L'île de Pâques (Semaine des îles)

septembre 1, 2008 by

C’est la troisième année que GSS VO propose une “Island Week”, mais c’est bien sûr une première pour la version française. Nous allons donc vous proposer toute la semaine des articles principalement à propos des îles du monde entier!

Pour commencer la semaine en beauté, voici donc l’île de Pâques, ou Rapa Nui, une île isolée dans le sud-est de l’océan Pacifique située à quasiment 4.000 kilomètres du Chili continental. Il s’agit de l’une des îles habitées les plus isolées au monde, ainsi qu’un site archéologique fascinant.


Photo de Rano Raraku Moai (via mappic.org)

L’histoire du peuplement de l’île de Pâques a débuté à une époque située entre 300 et 1.200 ans avant J.C. lorsque des habitants des îles situées à l’ouest de là s’y sont installés avec des outils, des animaux et de quoi y rester pour de bon. Avec seulement 171 km2 de surface, l’île était à l’époque couverte de grandes forêts, et des cratères volcaniques retenaient l’eau de pluie – une caractéristique importante sur une île sans rivière.


Le volcan Rano Kau (Photo)

Entre 1.000 et 1.500 ans avant J.C., les Rapanui se sont lancés dans la construction frénétique d’énormes statues de pierre – les Moai, auxquels l’île de Pâques doit sa renommée mondiale actuelle. Ces visages énigmatiques représentent les ancêtres déifiés des insulaires, et avaient été placés principalement près de la côte, dos à la mer.
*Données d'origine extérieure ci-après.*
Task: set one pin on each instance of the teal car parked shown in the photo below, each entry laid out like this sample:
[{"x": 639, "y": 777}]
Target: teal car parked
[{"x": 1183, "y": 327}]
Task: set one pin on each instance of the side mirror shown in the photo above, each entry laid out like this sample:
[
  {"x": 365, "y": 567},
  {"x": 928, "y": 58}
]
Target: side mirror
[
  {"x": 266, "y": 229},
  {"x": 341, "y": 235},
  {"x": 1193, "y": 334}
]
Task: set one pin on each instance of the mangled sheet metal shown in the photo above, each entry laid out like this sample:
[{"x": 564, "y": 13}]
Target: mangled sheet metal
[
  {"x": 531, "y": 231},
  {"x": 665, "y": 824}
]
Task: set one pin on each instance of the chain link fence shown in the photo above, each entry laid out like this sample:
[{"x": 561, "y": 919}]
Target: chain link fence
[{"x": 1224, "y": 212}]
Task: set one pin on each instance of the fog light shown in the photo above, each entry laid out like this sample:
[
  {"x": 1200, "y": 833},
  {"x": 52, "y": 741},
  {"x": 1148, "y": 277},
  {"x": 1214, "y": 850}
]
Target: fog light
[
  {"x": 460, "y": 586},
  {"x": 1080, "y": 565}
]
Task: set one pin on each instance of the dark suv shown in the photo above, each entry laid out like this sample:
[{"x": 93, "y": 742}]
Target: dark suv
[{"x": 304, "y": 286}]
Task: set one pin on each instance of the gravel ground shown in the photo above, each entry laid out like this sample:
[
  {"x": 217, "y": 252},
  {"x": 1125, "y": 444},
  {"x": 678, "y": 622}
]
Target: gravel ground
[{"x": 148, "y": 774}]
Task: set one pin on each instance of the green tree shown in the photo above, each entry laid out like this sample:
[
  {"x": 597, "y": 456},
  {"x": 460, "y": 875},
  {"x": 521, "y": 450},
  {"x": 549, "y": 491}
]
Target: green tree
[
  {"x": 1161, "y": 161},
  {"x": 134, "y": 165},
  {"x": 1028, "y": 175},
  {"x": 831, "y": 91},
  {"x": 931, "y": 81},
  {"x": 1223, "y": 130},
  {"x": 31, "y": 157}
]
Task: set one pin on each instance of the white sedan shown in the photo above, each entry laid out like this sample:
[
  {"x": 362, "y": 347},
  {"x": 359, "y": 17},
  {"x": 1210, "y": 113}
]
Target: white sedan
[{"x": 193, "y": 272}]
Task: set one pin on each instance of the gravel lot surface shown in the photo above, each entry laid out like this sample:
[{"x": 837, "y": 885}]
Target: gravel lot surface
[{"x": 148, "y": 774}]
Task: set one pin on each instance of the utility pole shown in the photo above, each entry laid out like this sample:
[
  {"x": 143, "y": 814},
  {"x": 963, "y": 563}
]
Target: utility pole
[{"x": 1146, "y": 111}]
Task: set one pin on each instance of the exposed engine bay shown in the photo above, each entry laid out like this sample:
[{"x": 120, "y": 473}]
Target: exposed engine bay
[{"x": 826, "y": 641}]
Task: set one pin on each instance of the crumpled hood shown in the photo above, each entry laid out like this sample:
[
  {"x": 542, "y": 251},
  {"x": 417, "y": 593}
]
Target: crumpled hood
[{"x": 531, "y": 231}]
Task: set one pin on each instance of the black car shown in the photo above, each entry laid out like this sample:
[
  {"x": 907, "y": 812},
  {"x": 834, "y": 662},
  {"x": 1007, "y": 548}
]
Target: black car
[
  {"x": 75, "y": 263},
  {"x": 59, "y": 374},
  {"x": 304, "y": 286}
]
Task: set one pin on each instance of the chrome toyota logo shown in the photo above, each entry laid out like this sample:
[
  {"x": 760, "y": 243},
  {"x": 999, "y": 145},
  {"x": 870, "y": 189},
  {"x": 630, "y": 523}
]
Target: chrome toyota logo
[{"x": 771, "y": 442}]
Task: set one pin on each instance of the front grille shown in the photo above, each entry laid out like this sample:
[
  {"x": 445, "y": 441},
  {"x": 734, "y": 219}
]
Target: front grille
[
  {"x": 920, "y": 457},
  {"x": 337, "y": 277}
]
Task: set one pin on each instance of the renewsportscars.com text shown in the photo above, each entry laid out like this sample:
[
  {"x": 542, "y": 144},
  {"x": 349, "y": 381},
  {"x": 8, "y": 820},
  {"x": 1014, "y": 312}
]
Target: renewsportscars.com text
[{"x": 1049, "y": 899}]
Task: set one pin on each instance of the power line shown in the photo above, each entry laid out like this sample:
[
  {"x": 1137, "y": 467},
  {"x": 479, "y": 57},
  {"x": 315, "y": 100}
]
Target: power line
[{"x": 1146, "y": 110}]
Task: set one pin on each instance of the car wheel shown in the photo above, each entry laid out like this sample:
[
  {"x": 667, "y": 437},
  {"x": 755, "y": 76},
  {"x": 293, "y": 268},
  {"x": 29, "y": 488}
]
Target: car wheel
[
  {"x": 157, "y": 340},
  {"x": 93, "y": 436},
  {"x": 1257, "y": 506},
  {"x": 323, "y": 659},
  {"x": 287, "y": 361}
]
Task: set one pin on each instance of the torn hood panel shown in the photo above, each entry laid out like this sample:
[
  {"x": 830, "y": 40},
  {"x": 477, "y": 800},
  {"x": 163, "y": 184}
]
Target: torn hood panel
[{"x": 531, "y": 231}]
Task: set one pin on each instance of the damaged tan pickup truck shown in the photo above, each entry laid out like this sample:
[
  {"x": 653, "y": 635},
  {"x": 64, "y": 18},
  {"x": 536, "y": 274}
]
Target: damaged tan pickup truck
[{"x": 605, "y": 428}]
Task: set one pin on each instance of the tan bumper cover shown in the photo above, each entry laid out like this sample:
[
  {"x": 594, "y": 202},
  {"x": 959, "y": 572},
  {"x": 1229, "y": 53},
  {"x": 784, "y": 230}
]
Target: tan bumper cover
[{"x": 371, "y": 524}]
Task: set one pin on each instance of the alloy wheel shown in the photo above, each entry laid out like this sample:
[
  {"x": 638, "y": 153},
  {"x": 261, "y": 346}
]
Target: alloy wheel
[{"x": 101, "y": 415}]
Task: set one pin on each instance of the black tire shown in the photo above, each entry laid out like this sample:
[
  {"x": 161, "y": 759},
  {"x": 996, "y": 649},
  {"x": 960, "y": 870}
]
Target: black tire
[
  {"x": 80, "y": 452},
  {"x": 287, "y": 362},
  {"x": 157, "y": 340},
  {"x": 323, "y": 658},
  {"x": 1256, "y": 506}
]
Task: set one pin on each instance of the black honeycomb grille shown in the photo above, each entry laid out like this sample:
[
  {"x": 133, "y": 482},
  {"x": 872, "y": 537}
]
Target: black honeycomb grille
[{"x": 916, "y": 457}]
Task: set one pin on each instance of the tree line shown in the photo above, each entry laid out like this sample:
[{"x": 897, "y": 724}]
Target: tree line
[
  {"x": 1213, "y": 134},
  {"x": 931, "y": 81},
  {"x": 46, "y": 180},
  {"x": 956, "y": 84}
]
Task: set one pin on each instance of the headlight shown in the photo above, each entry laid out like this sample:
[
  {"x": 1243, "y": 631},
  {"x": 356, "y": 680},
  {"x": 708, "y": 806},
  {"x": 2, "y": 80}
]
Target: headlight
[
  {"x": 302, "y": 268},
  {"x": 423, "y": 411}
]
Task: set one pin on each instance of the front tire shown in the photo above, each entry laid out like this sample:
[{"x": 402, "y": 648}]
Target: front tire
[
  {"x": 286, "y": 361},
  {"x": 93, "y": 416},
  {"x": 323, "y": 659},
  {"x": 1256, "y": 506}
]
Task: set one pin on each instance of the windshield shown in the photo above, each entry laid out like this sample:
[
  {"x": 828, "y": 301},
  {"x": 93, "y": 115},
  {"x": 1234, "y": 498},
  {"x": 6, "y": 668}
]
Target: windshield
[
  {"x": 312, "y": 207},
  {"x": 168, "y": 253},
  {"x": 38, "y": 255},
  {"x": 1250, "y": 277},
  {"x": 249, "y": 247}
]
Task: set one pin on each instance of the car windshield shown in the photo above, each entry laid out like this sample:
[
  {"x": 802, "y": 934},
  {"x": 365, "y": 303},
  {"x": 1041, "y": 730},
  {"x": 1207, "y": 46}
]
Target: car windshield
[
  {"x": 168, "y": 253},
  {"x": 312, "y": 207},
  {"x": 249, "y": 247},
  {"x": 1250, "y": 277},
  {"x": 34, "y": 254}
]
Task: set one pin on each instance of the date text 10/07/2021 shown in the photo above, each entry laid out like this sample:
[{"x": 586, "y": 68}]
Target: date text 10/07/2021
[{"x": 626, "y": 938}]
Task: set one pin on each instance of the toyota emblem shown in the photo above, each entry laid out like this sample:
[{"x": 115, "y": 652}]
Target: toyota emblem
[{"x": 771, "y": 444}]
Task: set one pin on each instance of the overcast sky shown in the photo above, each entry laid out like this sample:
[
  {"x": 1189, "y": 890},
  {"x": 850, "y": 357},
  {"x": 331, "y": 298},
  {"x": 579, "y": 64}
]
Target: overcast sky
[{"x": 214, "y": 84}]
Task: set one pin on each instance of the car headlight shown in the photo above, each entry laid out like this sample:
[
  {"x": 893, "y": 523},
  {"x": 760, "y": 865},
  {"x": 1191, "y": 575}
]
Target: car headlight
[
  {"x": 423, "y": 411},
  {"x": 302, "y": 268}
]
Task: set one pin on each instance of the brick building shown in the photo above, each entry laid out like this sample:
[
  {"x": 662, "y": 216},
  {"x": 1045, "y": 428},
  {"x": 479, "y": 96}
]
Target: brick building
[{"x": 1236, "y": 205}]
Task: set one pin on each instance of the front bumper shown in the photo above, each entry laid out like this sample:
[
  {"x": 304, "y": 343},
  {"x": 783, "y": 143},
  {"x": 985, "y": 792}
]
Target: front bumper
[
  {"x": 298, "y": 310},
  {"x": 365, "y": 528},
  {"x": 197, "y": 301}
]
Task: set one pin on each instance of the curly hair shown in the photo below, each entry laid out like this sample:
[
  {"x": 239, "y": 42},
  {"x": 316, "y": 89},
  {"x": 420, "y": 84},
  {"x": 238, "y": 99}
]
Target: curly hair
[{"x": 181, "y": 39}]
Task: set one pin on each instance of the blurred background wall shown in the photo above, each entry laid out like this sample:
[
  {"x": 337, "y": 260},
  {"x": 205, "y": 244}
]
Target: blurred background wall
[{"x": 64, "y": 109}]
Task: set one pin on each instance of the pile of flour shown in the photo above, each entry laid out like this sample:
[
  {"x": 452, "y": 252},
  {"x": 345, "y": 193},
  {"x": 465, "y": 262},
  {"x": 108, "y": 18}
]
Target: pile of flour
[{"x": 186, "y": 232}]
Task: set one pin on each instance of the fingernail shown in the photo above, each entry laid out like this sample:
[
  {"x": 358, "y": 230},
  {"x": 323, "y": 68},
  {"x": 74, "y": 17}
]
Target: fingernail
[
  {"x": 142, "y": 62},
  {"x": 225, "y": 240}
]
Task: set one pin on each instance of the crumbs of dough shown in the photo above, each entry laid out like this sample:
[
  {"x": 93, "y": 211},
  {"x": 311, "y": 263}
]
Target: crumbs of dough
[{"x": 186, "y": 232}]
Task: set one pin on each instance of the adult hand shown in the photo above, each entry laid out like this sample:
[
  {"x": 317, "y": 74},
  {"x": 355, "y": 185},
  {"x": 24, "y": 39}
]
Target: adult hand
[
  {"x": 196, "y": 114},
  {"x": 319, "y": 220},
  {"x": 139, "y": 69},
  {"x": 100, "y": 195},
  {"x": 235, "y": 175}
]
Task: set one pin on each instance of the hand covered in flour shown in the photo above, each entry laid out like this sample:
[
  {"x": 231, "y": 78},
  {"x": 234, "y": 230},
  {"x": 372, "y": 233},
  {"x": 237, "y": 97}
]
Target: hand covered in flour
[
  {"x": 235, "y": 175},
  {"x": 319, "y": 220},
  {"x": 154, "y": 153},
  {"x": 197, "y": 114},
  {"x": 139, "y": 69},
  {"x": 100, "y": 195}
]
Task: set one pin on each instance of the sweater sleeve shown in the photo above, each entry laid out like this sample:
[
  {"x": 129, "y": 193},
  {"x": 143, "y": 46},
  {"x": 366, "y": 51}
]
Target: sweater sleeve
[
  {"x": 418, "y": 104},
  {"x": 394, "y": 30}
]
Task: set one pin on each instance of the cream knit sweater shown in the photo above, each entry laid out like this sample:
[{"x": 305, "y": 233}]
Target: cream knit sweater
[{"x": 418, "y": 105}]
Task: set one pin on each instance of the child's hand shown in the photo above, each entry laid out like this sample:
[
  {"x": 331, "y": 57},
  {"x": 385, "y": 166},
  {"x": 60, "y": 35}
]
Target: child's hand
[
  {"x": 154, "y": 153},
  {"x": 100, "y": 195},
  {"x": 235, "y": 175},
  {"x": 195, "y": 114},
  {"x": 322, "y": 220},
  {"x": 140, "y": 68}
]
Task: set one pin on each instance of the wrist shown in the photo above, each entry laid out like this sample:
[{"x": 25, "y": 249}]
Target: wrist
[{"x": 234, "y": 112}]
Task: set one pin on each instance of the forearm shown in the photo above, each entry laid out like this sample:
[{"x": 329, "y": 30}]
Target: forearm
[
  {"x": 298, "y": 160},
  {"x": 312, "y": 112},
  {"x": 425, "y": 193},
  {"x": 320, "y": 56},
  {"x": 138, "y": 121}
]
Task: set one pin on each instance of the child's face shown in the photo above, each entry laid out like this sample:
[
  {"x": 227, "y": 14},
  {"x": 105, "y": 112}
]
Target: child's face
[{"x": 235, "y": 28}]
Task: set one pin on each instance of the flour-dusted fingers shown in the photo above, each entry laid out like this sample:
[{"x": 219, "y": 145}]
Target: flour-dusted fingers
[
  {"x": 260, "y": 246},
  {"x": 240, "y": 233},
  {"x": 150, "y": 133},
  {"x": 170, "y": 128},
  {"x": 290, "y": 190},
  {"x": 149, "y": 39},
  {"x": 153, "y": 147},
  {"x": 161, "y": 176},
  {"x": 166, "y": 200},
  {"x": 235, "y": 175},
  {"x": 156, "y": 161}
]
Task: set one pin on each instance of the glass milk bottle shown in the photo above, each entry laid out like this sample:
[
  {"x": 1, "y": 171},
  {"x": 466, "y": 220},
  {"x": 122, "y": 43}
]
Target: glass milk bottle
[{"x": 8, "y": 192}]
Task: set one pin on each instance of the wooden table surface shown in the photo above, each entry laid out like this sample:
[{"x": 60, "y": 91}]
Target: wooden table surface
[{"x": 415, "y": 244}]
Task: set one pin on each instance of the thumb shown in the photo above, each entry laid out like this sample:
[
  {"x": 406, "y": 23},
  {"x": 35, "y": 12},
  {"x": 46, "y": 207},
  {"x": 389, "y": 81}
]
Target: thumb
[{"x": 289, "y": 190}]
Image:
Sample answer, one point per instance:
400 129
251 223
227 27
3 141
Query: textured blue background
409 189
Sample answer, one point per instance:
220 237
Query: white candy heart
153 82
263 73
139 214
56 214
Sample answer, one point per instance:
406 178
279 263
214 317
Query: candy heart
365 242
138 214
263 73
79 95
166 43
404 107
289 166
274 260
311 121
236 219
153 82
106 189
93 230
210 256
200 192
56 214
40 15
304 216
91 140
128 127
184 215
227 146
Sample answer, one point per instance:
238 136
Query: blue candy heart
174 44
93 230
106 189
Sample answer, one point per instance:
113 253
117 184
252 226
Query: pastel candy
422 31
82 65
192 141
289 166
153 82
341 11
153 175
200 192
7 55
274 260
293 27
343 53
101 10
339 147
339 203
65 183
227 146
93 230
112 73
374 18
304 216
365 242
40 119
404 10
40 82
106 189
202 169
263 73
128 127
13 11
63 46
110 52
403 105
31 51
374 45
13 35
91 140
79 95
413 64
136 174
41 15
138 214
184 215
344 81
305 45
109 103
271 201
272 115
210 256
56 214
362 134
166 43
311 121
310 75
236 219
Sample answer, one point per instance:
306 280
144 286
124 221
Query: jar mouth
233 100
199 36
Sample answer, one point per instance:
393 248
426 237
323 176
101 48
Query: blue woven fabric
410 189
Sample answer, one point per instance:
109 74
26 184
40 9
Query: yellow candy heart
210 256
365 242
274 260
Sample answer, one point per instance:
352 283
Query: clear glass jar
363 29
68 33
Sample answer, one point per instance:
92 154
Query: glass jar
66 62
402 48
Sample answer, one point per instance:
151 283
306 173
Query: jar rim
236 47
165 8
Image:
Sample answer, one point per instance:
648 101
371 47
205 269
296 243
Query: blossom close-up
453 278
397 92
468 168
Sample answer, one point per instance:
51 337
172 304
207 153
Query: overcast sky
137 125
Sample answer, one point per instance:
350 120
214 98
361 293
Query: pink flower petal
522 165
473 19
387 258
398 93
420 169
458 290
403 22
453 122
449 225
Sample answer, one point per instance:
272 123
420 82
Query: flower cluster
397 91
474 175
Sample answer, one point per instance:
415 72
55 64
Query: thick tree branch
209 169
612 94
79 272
Moai de Ahu Nau Nau, Plage d’Anakena (Photo)

Les Moai ont été sculptés à partir de la roche volcanique de l’île1, et le plus grand faisait presque 10 mètres et 75 tonnes; leur production et leur transport sont considérés pour l’époque comme un remarquable travail.


Moai de Ahu Tongariki (Photo)

887 Moai ont été identifiés de nos jours, mais seulement un quart d’entre eux a pu atteindre la côte – presque la moitié des Moai sont restés sur un seul site appelé Rano Raraku, un cratère où 95% d’entre eux ont été sculptés. Le paysage est parsemé de 397 Moai – certains à moitié finis, certains à moitié détruits par l’érosion, et d’autres qui n’ont jamais été détachés de la paroi rocheuse.2


Le cratère Rano Raraku, Rano Raraku Moai (Photo)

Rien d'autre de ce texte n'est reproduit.